How to Tame a Data Format

Presented by George Wilson
Tuesday 1:40 p.m.–2:25 p.m. in Medium Lecture Theatre CB11.00.401
Target audience: Developer

Abstract

Many programmers, data scientists, and other science and mathematics professionals spend a lot of time cleaning and working with data stored in nested formats, such as JSON; or in tabular formats, such as CSV. There are many libraries in many languages for reading and writing these formats. In strongly statically-typed languages, we achieve a benefit by imposing structure onto the parsed data. The messiness of real data makes this challenging, but hope is not lost! This talk will discuss design decisions made in existing open source libraries, and highlight the tools and techniques for designing practical and general purely functional libraries to work with these formats, while maintaining the benefits of strong static typing. We will learn about Encode and Decode type classes, zippers, and some different philosophies about error handling.
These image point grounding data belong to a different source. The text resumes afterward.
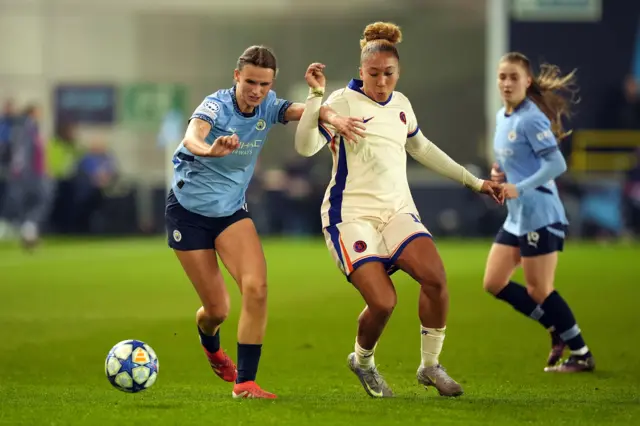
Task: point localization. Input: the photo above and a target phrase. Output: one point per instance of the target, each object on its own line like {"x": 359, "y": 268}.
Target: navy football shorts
{"x": 545, "y": 240}
{"x": 190, "y": 231}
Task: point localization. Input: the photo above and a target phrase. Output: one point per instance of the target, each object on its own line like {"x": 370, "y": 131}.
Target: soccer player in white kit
{"x": 370, "y": 222}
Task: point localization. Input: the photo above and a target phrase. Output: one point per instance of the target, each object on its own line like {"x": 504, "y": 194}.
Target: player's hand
{"x": 494, "y": 190}
{"x": 349, "y": 127}
{"x": 497, "y": 175}
{"x": 224, "y": 145}
{"x": 510, "y": 191}
{"x": 315, "y": 76}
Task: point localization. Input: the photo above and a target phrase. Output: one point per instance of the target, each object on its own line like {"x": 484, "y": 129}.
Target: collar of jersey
{"x": 356, "y": 85}
{"x": 517, "y": 108}
{"x": 237, "y": 108}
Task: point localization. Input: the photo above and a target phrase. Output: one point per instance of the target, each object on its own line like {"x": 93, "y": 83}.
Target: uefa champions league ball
{"x": 131, "y": 366}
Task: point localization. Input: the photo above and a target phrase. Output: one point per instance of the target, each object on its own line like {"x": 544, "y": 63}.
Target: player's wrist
{"x": 316, "y": 92}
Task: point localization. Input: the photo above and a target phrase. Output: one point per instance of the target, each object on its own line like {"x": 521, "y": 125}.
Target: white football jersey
{"x": 369, "y": 178}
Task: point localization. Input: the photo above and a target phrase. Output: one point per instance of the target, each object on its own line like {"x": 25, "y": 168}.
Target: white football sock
{"x": 431, "y": 345}
{"x": 364, "y": 357}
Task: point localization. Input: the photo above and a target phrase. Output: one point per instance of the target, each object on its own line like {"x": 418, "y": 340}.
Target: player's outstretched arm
{"x": 349, "y": 127}
{"x": 432, "y": 157}
{"x": 194, "y": 140}
{"x": 309, "y": 140}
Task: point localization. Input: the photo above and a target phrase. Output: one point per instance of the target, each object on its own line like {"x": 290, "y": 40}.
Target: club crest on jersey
{"x": 212, "y": 106}
{"x": 359, "y": 246}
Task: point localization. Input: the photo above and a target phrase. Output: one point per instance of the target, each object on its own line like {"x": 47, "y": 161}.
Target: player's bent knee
{"x": 491, "y": 285}
{"x": 432, "y": 280}
{"x": 383, "y": 308}
{"x": 254, "y": 289}
{"x": 539, "y": 293}
{"x": 213, "y": 315}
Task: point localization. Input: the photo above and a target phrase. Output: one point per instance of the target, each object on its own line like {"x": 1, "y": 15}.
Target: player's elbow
{"x": 304, "y": 150}
{"x": 188, "y": 143}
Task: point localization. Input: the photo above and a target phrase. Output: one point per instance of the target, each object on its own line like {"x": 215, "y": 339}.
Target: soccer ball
{"x": 131, "y": 366}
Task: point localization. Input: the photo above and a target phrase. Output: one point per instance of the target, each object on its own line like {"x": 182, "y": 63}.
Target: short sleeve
{"x": 537, "y": 130}
{"x": 276, "y": 108}
{"x": 208, "y": 110}
{"x": 412, "y": 122}
{"x": 340, "y": 105}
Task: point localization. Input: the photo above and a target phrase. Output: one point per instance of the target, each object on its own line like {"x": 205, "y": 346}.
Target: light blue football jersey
{"x": 521, "y": 139}
{"x": 216, "y": 187}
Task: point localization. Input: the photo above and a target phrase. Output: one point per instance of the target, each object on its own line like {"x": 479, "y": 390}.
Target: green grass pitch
{"x": 63, "y": 308}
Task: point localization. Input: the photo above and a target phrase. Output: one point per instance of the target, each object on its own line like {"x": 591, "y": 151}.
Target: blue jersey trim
{"x": 336, "y": 193}
{"x": 356, "y": 85}
{"x": 283, "y": 110}
{"x": 203, "y": 118}
{"x": 237, "y": 108}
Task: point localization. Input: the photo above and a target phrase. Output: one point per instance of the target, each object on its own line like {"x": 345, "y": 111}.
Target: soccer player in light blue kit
{"x": 528, "y": 161}
{"x": 206, "y": 212}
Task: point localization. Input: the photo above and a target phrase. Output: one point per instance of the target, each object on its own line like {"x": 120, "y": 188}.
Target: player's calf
{"x": 209, "y": 332}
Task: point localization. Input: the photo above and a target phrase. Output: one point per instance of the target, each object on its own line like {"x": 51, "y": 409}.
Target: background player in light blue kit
{"x": 528, "y": 160}
{"x": 206, "y": 212}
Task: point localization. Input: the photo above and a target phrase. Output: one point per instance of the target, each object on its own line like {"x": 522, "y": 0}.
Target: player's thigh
{"x": 191, "y": 238}
{"x": 201, "y": 266}
{"x": 502, "y": 261}
{"x": 354, "y": 244}
{"x": 240, "y": 249}
{"x": 539, "y": 251}
{"x": 376, "y": 288}
{"x": 412, "y": 250}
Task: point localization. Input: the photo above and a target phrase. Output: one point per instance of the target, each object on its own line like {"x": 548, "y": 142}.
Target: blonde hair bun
{"x": 381, "y": 31}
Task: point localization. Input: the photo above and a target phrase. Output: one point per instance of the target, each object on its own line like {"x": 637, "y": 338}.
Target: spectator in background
{"x": 62, "y": 159}
{"x": 96, "y": 172}
{"x": 628, "y": 116}
{"x": 632, "y": 197}
{"x": 7, "y": 118}
{"x": 28, "y": 191}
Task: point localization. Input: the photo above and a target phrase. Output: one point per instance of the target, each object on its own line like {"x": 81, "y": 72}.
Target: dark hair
{"x": 380, "y": 37}
{"x": 552, "y": 92}
{"x": 259, "y": 56}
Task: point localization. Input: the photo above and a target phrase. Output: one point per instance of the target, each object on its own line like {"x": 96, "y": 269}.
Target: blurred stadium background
{"x": 115, "y": 82}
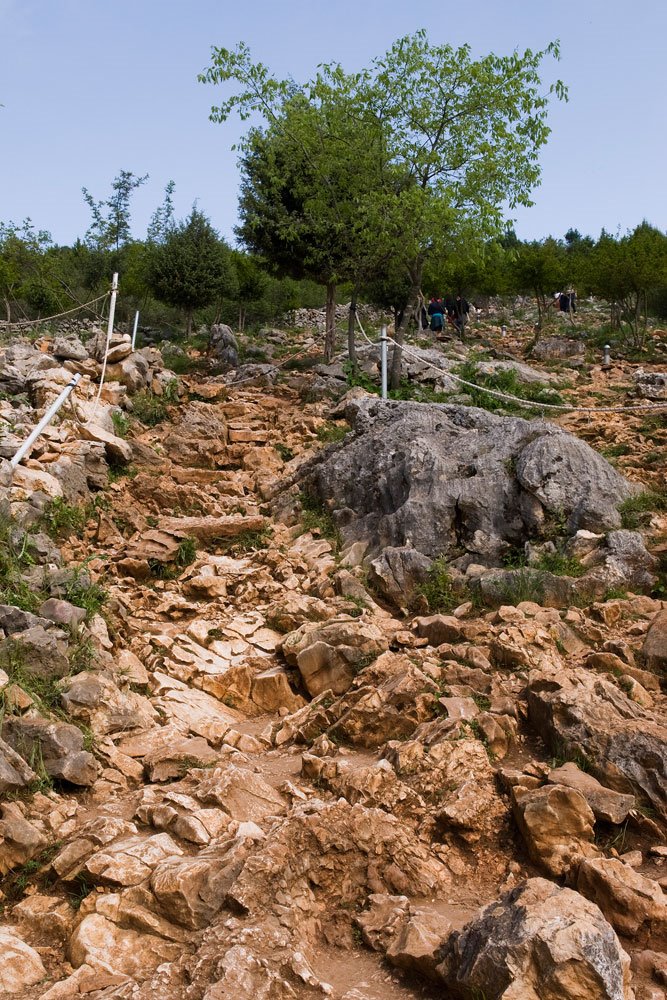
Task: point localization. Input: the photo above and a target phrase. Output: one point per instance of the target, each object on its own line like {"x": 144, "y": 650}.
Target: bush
{"x": 316, "y": 517}
{"x": 437, "y": 589}
{"x": 149, "y": 408}
{"x": 636, "y": 511}
{"x": 506, "y": 382}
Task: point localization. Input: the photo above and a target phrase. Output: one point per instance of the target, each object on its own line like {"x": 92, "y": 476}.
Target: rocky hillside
{"x": 296, "y": 707}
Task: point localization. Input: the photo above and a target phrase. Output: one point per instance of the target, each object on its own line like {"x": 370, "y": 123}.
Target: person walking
{"x": 436, "y": 313}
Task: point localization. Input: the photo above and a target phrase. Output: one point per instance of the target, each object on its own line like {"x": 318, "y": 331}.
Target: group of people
{"x": 565, "y": 301}
{"x": 454, "y": 308}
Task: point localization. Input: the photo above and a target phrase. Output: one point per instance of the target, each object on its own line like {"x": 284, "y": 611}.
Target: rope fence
{"x": 516, "y": 400}
{"x": 4, "y": 325}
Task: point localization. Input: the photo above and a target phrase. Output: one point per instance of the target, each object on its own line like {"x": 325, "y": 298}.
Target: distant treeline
{"x": 183, "y": 273}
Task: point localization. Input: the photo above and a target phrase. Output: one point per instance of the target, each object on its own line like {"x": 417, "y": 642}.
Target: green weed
{"x": 437, "y": 588}
{"x": 560, "y": 565}
{"x": 315, "y": 516}
{"x": 121, "y": 423}
{"x": 246, "y": 541}
{"x": 331, "y": 432}
{"x": 636, "y": 511}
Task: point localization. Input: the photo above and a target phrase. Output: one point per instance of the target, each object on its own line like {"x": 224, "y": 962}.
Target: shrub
{"x": 560, "y": 565}
{"x": 331, "y": 432}
{"x": 437, "y": 588}
{"x": 317, "y": 517}
{"x": 61, "y": 519}
{"x": 505, "y": 381}
{"x": 636, "y": 511}
{"x": 149, "y": 408}
{"x": 121, "y": 423}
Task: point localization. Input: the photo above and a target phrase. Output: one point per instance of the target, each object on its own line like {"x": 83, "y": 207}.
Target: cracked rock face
{"x": 538, "y": 942}
{"x": 452, "y": 480}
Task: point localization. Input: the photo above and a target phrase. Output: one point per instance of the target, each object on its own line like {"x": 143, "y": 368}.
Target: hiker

We will see what differences exist in the application of these tools to nested and tabular data formats. An attendee will leave this talk with an understanding of the design of a modern functional encoding and decoding library. You should be able to jump into one of these libraries and understand how the pieces fit together. New tools will be added to your toolbelt for when you come up against a data format and need to write your own library.

Presented by

George Wilson

George Wilson is a very enthusiastic functional programmer at the Queensland Functional Programming Lab, under Data61/CSIRO, located in Brisbane, Australia. He thoroughly enjoys writing Haskell all day. George co-organises the Brisbane Functional Programming Group and enjoys teaching and learning functional programming and related areas of mathematics.